If you instead believe that women only exist to bear children and keep house… if you wish to punish women for having sex without your permission… if you wish to turn back time to an earlier age… women will stop you. And I’ll help them do it.
For I’ve known women of magnificent strength, women who have taught me to be strong. One helped me overcome my addiction. One’s the mother of three children, has her PhD, and teaches college courses. One helps build jets, knows more about computers than I ever will, teaches science on the side, and walks the Three-Day every year. One teaches me how to be physically strong; she’s a personal trainer. One’s my mother, another’s my grandmother. One taught me when a silent Quaker should speak. One helps bridge the gulf between faiths; a dozen others are great leaders in their own ways of beliefs. One or five or a hundred are still decide what they want to be, and I can’t wait to find out what they choose.

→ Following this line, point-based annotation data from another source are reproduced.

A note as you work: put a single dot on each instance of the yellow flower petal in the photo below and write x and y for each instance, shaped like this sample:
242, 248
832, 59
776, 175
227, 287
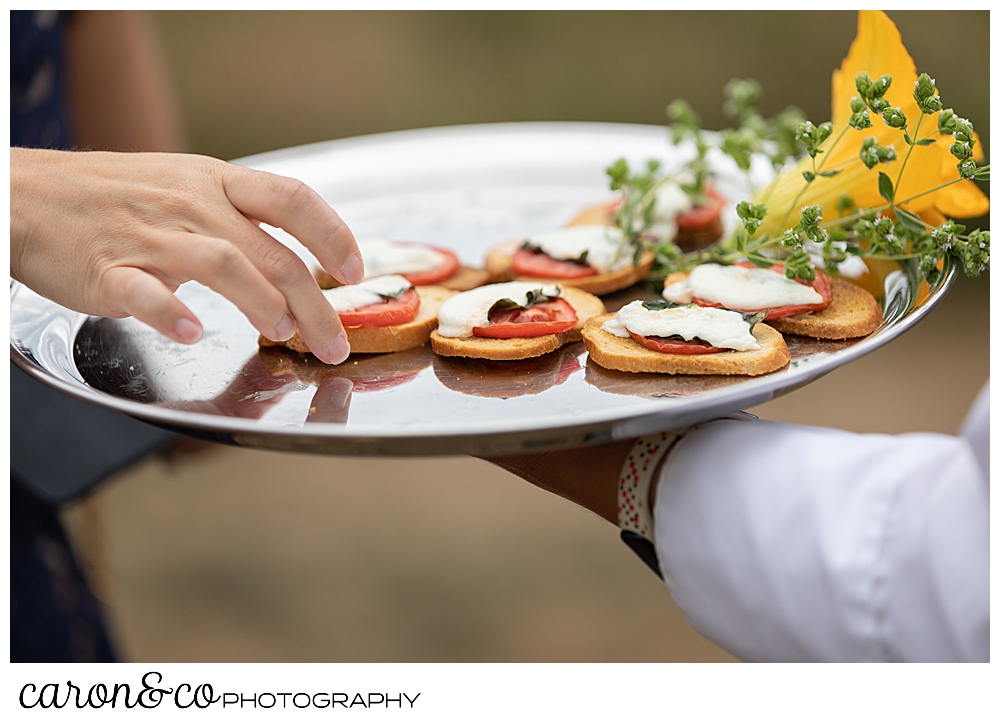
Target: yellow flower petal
878, 49
961, 200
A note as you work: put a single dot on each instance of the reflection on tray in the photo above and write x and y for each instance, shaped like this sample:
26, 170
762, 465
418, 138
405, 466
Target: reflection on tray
335, 385
801, 347
506, 379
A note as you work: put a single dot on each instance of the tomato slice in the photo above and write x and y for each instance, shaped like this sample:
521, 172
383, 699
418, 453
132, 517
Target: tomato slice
702, 216
542, 266
375, 385
821, 284
546, 317
449, 265
570, 364
392, 312
676, 346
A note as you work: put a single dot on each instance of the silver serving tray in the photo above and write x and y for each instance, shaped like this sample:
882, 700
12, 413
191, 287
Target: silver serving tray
467, 188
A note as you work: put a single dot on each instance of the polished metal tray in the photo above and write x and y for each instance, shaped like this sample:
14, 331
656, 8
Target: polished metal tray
467, 188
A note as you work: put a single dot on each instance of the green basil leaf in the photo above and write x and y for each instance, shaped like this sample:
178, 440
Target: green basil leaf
885, 187
660, 305
760, 261
909, 220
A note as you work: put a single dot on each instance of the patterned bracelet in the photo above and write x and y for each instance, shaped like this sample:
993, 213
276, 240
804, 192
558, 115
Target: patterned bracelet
635, 518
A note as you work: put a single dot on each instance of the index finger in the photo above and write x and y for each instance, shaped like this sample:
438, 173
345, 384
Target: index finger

The world is spread out for these women, who have control of their bodies as they have control of their lives; they can do what they choose, and become what they want to be. I love them for their power and their choices. To limit them to one thing alone would be a desecration. Their eyes are on the horizon, their feet are free, and I’ll stand beside them for all of my days.
You are a strong writer, cousin, and I was very moved by this post. Huzzah for men like you! And women like those you mentioned. It’s funny how I remember having to take “sex ed” classes just about every single year of public school from probably 5th grade on, but I never remember them leaving out abstinence as the only 100% effective birth control method. And it was always way more of a biology lesson than anything else.
Huzzah! *stands up and applauds*
Thanks for this post. I think I used to be kind of in the pro-life camp, but only because that’s what I knew growing up. But then I read and saw some things about this whole issue. I wouldn’t say I’m pro-choice or pro-life (though if pressed, I’d lean to the former). I saw, like you, that abortion is sometimes done because the woman just can’t afford it, or for other reasons of course. While it’s sad to end a life, I would say to anyone who is strongly pro-life: don’t you tell any woman she must bring a baby into the world unless you’re ready to drop everything and babysit, make sure it has food and clothing and housing, help arrange for day care, school issues, so on and so forth. We are quick to insist that abortion is murder and no one should kill a child, and yet there are so few services and so little help for mothers, especially single mothers. It is wrong!